Sierra Leone's first case of Ebola in months was reported last week, after the country declared itself free of the disease. Locals are angry with the government's management of the case. REUTERS/James Giahyue

FREETOWN (Reuters) Residents of Sierra Leone’s capital held a candlelit vigil and celebrations overnight to mark the end of an Ebola epidemic that has killed almost 4,000 people including more than 200 health workers since it began last year.

Following 42 days with no new cases, the West African nation’s epidemic will be declared officially over on Saturday at a ceremony attended by President Ernest Bai Koroma and U.N. World Health Organization (WHO) representative Anders Nordstrom.

Thousands of people gathered under the Cotton Tree, a massive tree in the center of the capital, Freetown, overnight for a candlelight vigil organized by women’s groups to pay tribute to health workers who died.

“They died so we could live,” Fatmata, a university student, said with tears in her eyes.
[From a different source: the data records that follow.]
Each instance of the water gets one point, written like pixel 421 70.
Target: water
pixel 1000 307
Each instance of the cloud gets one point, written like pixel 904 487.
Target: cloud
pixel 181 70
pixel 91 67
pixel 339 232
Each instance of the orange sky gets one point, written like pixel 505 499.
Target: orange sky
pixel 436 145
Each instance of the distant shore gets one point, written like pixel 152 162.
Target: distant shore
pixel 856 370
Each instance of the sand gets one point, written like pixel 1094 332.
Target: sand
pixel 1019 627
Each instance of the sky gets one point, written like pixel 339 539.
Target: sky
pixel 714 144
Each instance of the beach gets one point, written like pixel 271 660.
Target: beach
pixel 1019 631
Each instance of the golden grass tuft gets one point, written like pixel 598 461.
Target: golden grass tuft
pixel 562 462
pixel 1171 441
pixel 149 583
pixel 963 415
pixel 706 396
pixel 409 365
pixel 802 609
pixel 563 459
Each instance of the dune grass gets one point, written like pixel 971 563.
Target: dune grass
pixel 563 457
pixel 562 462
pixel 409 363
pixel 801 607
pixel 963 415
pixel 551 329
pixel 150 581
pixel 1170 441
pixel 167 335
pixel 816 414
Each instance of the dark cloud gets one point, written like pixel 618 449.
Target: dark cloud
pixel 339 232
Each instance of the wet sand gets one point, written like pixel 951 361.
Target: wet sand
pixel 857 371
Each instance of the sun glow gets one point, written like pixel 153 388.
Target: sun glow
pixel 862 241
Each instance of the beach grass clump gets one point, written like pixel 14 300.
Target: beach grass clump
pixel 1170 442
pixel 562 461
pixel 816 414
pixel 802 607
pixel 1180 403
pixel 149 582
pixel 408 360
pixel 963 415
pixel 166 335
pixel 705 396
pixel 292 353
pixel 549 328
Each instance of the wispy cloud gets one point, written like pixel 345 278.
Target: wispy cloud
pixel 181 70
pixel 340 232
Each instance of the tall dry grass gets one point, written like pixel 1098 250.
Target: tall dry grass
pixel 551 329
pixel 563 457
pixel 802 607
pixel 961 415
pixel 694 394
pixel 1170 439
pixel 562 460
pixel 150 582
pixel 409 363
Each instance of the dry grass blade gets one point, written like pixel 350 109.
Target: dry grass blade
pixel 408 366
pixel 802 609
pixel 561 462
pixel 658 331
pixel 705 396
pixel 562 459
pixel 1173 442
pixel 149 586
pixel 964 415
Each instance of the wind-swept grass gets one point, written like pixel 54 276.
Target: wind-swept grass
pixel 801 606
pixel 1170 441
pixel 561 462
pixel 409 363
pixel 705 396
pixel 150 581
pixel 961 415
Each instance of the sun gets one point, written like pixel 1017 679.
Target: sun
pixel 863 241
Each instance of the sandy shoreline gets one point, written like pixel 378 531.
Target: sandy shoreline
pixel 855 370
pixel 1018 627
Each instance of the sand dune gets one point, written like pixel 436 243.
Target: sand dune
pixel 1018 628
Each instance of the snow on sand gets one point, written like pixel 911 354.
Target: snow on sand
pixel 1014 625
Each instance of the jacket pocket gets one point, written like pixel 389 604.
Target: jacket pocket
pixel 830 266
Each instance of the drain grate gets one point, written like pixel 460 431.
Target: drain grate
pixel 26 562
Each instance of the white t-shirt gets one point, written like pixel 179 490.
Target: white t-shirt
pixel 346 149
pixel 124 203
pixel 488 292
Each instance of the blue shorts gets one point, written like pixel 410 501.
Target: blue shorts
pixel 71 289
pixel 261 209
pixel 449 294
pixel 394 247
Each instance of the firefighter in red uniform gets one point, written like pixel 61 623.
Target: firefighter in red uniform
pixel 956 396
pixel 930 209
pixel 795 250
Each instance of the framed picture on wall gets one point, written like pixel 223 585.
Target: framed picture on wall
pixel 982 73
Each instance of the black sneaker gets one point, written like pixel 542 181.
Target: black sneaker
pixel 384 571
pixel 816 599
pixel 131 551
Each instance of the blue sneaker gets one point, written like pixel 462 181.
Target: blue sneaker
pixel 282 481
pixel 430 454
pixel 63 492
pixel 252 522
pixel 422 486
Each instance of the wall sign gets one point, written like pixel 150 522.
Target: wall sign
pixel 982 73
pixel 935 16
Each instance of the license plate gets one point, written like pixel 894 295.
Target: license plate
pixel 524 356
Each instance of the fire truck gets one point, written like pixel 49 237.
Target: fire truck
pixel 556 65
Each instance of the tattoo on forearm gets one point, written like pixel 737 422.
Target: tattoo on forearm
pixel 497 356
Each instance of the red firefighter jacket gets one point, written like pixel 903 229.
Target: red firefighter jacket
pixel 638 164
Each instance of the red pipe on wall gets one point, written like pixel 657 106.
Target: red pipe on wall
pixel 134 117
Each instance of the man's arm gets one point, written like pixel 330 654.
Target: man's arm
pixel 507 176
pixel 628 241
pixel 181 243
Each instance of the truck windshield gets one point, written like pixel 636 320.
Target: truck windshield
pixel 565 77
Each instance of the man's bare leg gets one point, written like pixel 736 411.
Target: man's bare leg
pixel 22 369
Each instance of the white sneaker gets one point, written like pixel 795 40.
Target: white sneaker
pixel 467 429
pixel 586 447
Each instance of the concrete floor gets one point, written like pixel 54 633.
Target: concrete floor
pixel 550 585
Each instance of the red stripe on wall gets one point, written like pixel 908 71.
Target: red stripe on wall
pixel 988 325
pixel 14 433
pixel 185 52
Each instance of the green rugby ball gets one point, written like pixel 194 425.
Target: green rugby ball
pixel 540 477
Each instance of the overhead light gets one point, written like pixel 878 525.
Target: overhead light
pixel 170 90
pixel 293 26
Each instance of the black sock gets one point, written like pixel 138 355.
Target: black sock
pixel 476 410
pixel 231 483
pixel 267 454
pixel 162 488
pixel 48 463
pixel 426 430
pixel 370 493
Many of the health workers who died were infected due to inadequate protective equipment and training.

The country’s first confirmed Ebola survivor, Victoria Yillia, told the crowd she was “happy that this disease which almost killed me has finally ended”. She appealed to authorities not to forget survivors, many of whom have faced social stigma and persistent health problems.

Elsewhere in the city, residents celebrated the end of the epidemic, which forced schools to close, overwhelmed healthcare systems and hurt the local economy.

“We’re happy. I feel free again after a period of bondage in the hands of Ebola,” said trader Joseph Katta as he clutched a pint of beer at a pub in the suburb of Lumley.

Ebola has killed more than 11,300 people in Sierra Leone, Liberia and Guinea since the epidemic was announced in March 2014 and about 28,500 were infected, according to WHO data. Sierra Leone’s death toll was 3,955 people.

Liberia was declared free of Ebola on Sept. 3, while a handful of cases remain in Guinea.

The 42-day countdown to be declared Ebola-free starts when the last patient tests negative a second time, normally after a 48-hour gap following their first negative test.

Fear of the virus transformed the three countries and hampered efforts in Sierra Leone and Liberia to recover from civil wars.

At the height of the epidemic, the two countries ordered everyone to stay indoors for days at a time in an attempt to identify new cases and slow the disease’s spread.